If you suspect that you have a septic system on your property, the best way to determine whether this is the case is by checking the records for your home. The deed, building permit, and design plans for your home will usually contain information about the presence of a septic system. Additionally, you can look for visual clues like a mound or hill created for the drain field.
Septic systems are an excellent solution for many households. They are safe, environmentally friendly, and cost-effective. However, the lifespan of a septic tank can vary depending on the materials it is made of, its construction and installation, and the service and exposure conditions it experiences.
Septic tanks are a critical component of any residential sewage system. Wastewater separates into three layers in the tank: scum rises to the top, solids sink to the bottom, and partially clarified liquid flows out through an outlet pipe for further treatment or dispersal.
While septic systems are an essential part of your home’s wastewater system, they need to be properly maintained to function correctly and safely. A damaged septic tank or drainage field can lead to contamination of your water supply and various health-related issues.

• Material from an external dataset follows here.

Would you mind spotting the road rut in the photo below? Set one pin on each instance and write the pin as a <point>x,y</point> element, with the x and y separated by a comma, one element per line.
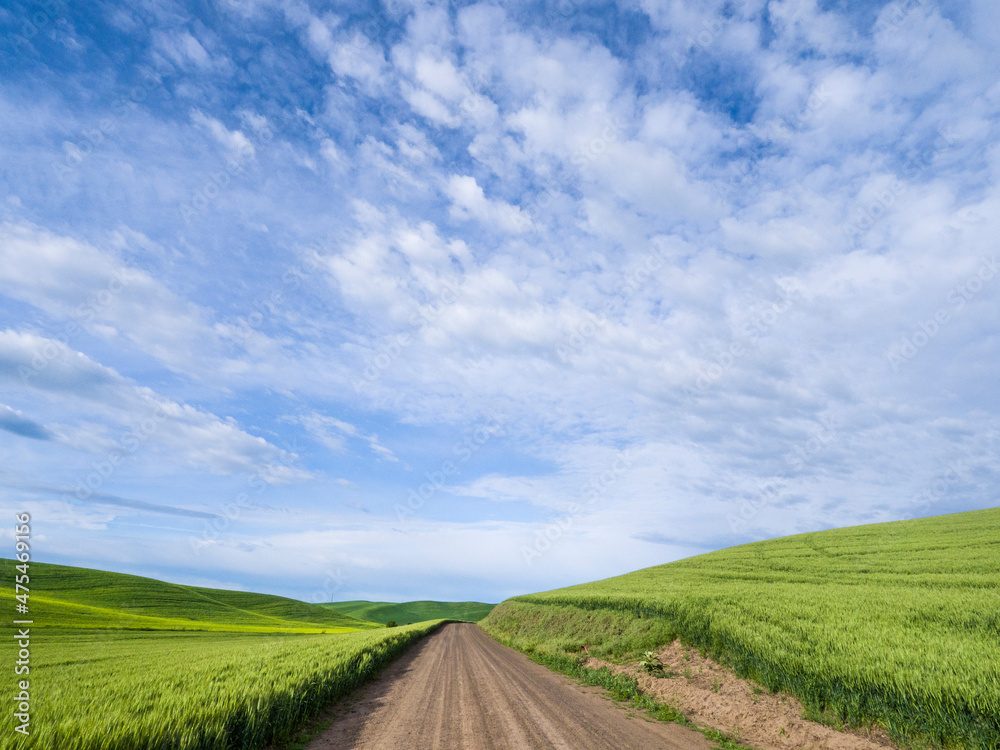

The primary function of a septic tank is to provide preliminary treatment to your household wastewater. Wastewater enters the septic tank from your home’s toilets, showers, sinks, and washing machines. The solids, fats, and oils settle to the bottom of the tank, and the water leaves through an outlet baffle into a septic drain field or leach field.
Gravel/stone septic tank systems are a common choice for homes without a municipal sewer connection. They are also used when a site is considered unsuitable for other common septic tank systems due to groundwater or shallow soil conditions.
In a gravel/stone system, effluent is piped from the septic tank to a series of shallow underground trenches filled with clean stone. The effluent seeps through the stones and into the soil below, where microbes further treat it.
Although effective, there are better options than the gravel/stone system for all sites and soil conditions. For example, the stone can trap sand and debris that could be in the wastewater, limiting its permeability. This can shorten the lifespan of your septic system.
In a pressure distribution septic system, a pump and dosing tank are added to the septic tank. Effluent is pressurized and then distributed to the drain field lateral sections through evenly spaced orifices. This distribution prevents the lateral fields from being overloaded with more wastewater than they can process, which extends their life and reduces the risk of overflows. These systems are also suitable for sites where a drain field upslope from the house.